Perhaps northern hemisphere readers, where pumpkin pie originates, may enjoy this recipe. Just because my family weren't keen, perhaps it will become a new family favorite in your house.
Oh and if you are phobic about making your own pastry give it a go. You really do get a feel for it after a few goes and nothing beats the satisfaction of getting better at it.
Enjoy! And let me know if it gets the thumbs up or down.
2 cups flour (I use white spelt)
100 grams chilled butter cut into small cubes
1 egg yolk, whisked
a sprinkle of sugar (depends how sweet you like it, anywhere from a teaspoon to a tablespoon and if you've quit sugar you can use natvia stevia powder)
2-3 tbsp chilled water
1 tsp ground ginger
2 cups pureed pumpkin, cooled
1 tbsp honey
1 teaspoon cinnamon
1/2 teaspoon nutmeg
3 tbsp molasses brown sugar
4 tbsp plain yoghurt (most recipes use cream here which you could use 1/2 cup if you prefer)
1 tbsp flour
1/2 cup milk
Mix flour, ginger and sugar in a large mixing bowl and then rub butter in with your fingertips until it resembles fine breadcrumbs. Make a well in the centre and drizzle in egg yolk and add water 2 tablespoons first, then using a butter knife start to cut the water into the flour until it starts coming together in clumps, you will be able to tell here if you need to add more water, if it is coming together easily then keep going and don't worry about adding more but if it is looking very dry and crumbly and like there is no way all the flour will come together then add more water. Then using your hands lightly bring it together into a ball. And set it aside in the fridge to rest for an hour.
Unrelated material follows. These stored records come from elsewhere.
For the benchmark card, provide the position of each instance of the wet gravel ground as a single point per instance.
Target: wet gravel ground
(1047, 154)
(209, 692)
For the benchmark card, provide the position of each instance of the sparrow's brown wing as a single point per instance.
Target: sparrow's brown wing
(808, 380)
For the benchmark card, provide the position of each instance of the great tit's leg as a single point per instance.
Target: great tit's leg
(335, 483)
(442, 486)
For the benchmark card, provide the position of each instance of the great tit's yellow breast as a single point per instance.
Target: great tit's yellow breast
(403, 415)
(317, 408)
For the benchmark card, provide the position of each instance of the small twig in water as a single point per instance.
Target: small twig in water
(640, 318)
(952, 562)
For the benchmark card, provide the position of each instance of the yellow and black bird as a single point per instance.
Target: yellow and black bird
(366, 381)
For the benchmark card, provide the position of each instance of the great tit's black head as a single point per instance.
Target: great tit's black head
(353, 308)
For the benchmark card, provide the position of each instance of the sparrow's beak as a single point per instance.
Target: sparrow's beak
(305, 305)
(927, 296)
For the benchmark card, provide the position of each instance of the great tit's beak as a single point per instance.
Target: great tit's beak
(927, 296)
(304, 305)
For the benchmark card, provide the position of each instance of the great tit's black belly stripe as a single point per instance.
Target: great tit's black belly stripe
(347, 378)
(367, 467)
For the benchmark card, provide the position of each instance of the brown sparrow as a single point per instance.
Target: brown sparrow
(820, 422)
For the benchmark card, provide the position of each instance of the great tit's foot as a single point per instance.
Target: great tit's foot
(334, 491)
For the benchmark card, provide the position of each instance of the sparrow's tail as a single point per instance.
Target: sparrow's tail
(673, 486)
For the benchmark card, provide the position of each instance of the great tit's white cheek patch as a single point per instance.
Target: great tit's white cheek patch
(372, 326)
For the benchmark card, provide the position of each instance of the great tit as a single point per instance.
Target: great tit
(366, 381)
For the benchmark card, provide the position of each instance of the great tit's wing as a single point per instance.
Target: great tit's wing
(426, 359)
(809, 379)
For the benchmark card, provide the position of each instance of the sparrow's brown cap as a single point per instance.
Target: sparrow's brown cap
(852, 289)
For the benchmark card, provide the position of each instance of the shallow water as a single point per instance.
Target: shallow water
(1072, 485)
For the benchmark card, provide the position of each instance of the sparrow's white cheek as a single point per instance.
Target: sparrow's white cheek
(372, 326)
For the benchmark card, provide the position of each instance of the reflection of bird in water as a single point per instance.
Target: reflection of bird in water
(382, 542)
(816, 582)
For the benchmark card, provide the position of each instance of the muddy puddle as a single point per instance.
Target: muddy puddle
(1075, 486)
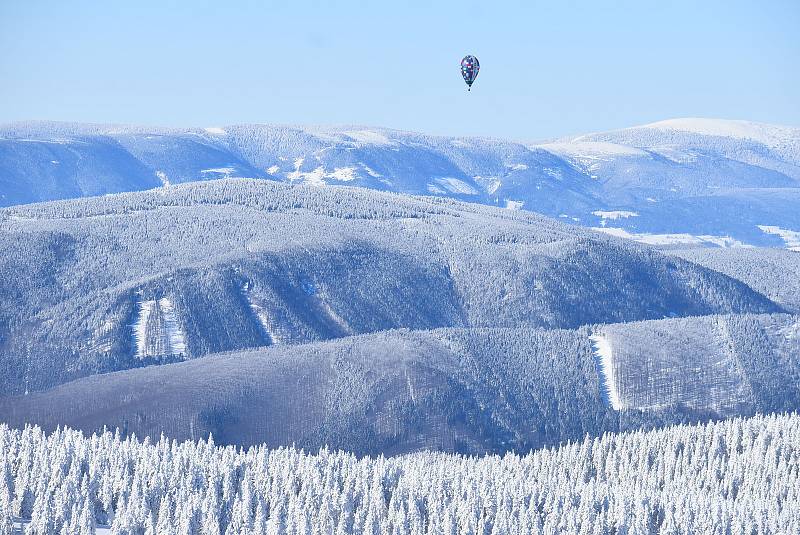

On a lightly floured surface roll out pastry and line pie dish. Line pastry with baking paper and fill with rice or pastry weights to bake blind at 190C for 10 minutes. Remove from oven and remove rice and baking paper. Return pie case to oven, reduce temperature to 170C and bake for a further 10-15 minutes or until base is crisp.
In a mixing bowl combine pumpkin, spices (you can use any combo and amount you like ie. more cinnamon, no nutmeg, cloves, ginger, whatever your tastebuds like), sugar, honey, yoghurt, flour and milk. Last of all mix in eggs.
Pour filling into prepared pastry case and bake in oven at 180C for 35-45 minutes until set and golden.
Can be served warm or cold. If you're feeling totally decadent, one recipe I looked at suggested it be served with cream whipped with a dash of maple syrup.